Trade is more open. Small states are generally more open to trade than other developing countries, and their average openness ratio (exports plus imports divided by GDP) has risen significantly over time. They also tend to have a less diversified production structure and export base, with one or two dominant products or industries. For example, garments represent more than 80 percent of Lesotho's total merchandise exports. In Antigua and Barbuda, Barbados, Samoa, St. Kitts and Nevis, and St. Lucia, tourism earnings constituted more than half of exports of goods and services in the late 1990s.

Larger public sectors. The size of government, as measured by the ratio of government expenditures to GDP, is greater in small states than in other developing countries. Economies that are more open to external trade and, consequently, more vulnerable to external shocks, tend to have larger public sectors, which help counteract the short-term effects of such shocks. But small states have higher ratios of government expenditures to GDP even after controlling for per capita income and degree of openness, perhaps reflecting the higher average costs of producing public goods on a small scale.

Strong trade links, but weaker financial links. Over the past four decades, average output growth has been higher in small states than in other economies, the apparent result of their strong trade links and their substantially higher investment ratios. Clearly, small states have benefited significantly from trade openness. Their financial links with the global economy are, however, weaker. Although the average ratio of the volume of capital flows to GDP is larger for small states than for other developing countries, it is still smaller than for industrial economies.
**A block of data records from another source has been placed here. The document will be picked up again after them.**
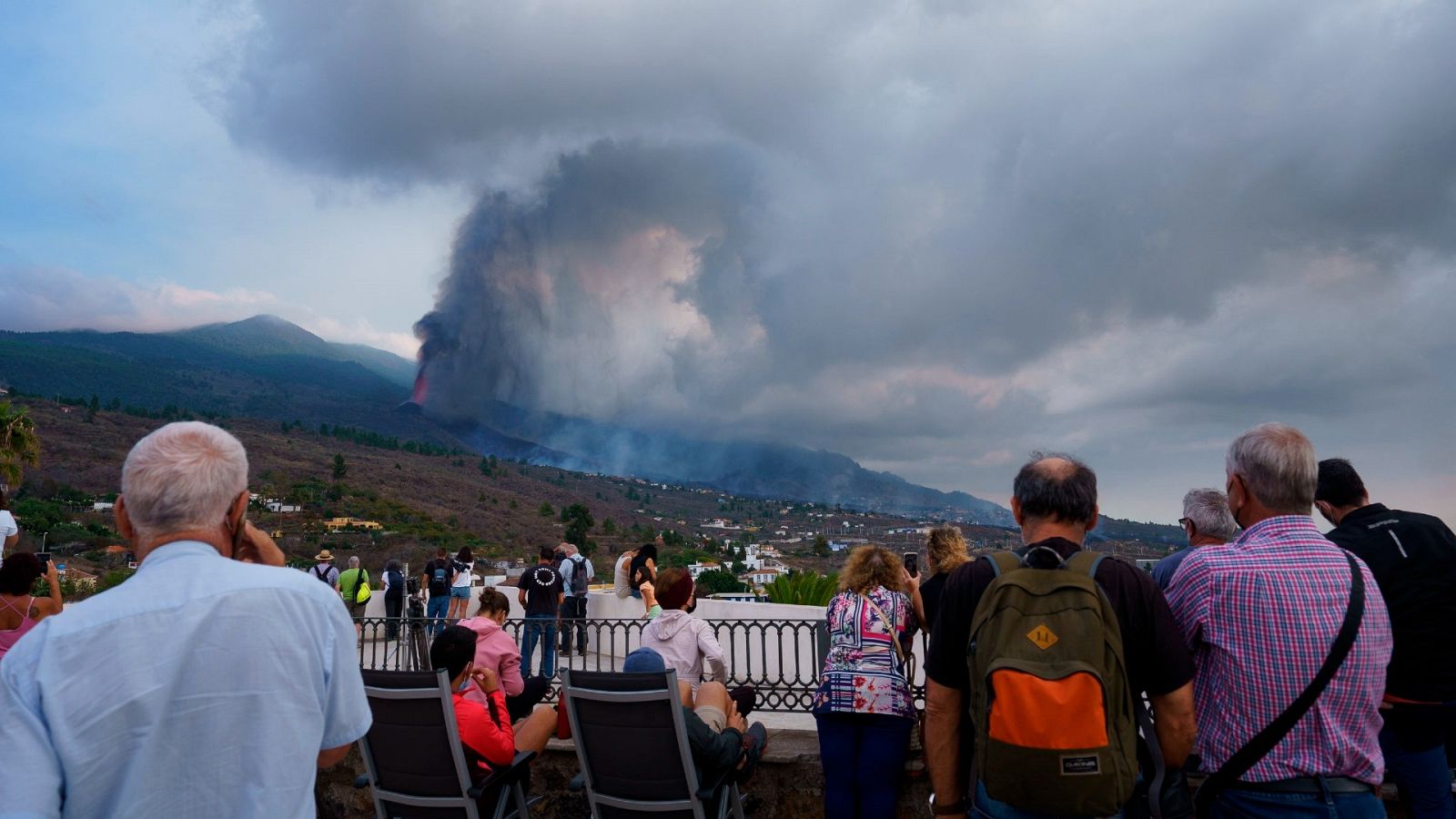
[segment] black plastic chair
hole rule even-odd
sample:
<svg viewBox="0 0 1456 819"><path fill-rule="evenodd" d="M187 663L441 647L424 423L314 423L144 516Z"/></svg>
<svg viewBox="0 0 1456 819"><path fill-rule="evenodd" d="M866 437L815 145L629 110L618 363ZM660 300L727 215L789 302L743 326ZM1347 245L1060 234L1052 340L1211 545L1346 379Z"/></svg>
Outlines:
<svg viewBox="0 0 1456 819"><path fill-rule="evenodd" d="M562 695L596 819L743 819L735 771L699 781L677 675L562 669Z"/></svg>
<svg viewBox="0 0 1456 819"><path fill-rule="evenodd" d="M373 785L380 819L480 819L479 806L491 806L492 819L530 819L526 781L536 753L517 753L472 784L443 669L361 673L374 723L360 740L367 772L354 785Z"/></svg>

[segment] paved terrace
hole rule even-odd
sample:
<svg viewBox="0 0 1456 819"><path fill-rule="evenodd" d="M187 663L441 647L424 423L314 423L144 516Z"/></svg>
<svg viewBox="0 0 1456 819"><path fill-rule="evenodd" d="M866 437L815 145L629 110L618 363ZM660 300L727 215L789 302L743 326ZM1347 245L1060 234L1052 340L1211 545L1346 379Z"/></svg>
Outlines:
<svg viewBox="0 0 1456 819"><path fill-rule="evenodd" d="M515 602L514 587L501 587L511 602L511 619L505 628L520 640L524 612ZM476 603L472 600L470 612ZM587 608L588 648L571 657L558 654L558 669L616 670L626 654L641 643L642 602L619 600L610 590L594 590ZM818 734L808 705L824 657L824 609L818 606L789 606L778 603L741 603L729 600L699 600L695 615L715 627L718 641L731 657L731 685L750 683L759 689L760 710L753 720L769 729L769 751L754 781L744 788L747 809L756 819L820 819L823 809L823 772L818 759ZM384 603L376 595L365 608L364 640L360 665L377 669L414 667L406 630L399 640L384 638ZM416 643L416 651L422 644ZM916 698L925 692L923 643L916 640L914 683ZM540 665L540 647L534 665ZM558 672L559 675L559 672ZM555 698L555 691L552 692ZM566 793L566 783L577 775L575 745L552 740L531 768L531 794L543 800L533 807L533 816L543 819L587 818L585 797ZM373 816L373 802L367 790L355 790L352 781L364 772L358 751L320 775L317 784L319 816L326 819L364 819ZM898 816L930 818L930 791L923 775L906 775ZM1395 806L1393 791L1386 793L1390 816L1404 816Z"/></svg>

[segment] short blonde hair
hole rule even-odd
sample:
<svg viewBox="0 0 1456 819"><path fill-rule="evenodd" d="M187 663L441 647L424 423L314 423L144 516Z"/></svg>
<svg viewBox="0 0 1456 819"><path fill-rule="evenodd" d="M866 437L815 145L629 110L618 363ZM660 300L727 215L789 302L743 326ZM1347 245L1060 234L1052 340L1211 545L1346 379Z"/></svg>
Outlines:
<svg viewBox="0 0 1456 819"><path fill-rule="evenodd" d="M935 571L952 571L957 565L971 560L965 551L965 538L955 526L936 526L925 539L925 551L935 565Z"/></svg>
<svg viewBox="0 0 1456 819"><path fill-rule="evenodd" d="M248 490L248 452L227 430L167 424L138 440L121 468L121 494L143 538L213 529Z"/></svg>
<svg viewBox="0 0 1456 819"><path fill-rule="evenodd" d="M875 586L904 592L904 564L895 552L868 544L849 552L844 571L839 576L839 589L863 595Z"/></svg>

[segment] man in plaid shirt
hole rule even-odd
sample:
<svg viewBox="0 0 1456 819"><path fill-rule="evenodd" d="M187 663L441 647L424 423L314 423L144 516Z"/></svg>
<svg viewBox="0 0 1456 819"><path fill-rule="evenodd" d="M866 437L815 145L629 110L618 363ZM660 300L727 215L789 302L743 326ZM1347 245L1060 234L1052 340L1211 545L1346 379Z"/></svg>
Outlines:
<svg viewBox="0 0 1456 819"><path fill-rule="evenodd" d="M1229 446L1226 469L1243 533L1190 554L1168 593L1198 666L1195 751L1210 772L1315 678L1351 586L1345 552L1310 519L1318 468L1309 439L1283 424L1255 427ZM1390 619L1358 565L1366 603L1350 656L1293 730L1219 796L1214 816L1385 816L1377 737Z"/></svg>

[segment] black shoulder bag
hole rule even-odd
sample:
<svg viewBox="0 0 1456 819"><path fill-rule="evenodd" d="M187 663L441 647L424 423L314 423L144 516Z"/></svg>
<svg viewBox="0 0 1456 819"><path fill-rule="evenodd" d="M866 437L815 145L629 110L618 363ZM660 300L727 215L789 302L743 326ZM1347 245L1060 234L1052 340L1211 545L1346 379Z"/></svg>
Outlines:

In several small states where foreign aid remains a major source of income, aid dependency continues to be an important problem (Chart 1). The average ratio of foreign aid to GDP is about 20 percent in small countries, whereas it is less than 9 percent in other developing economies.

[ SEE THE GRAPHIC AT THE ATTACHED RTF ]

Exchange rates tend to be fixed. It would seem appropriate for small states, given their vulnerability to external shocks, to use freely floating exchange rates as a buffer. But this...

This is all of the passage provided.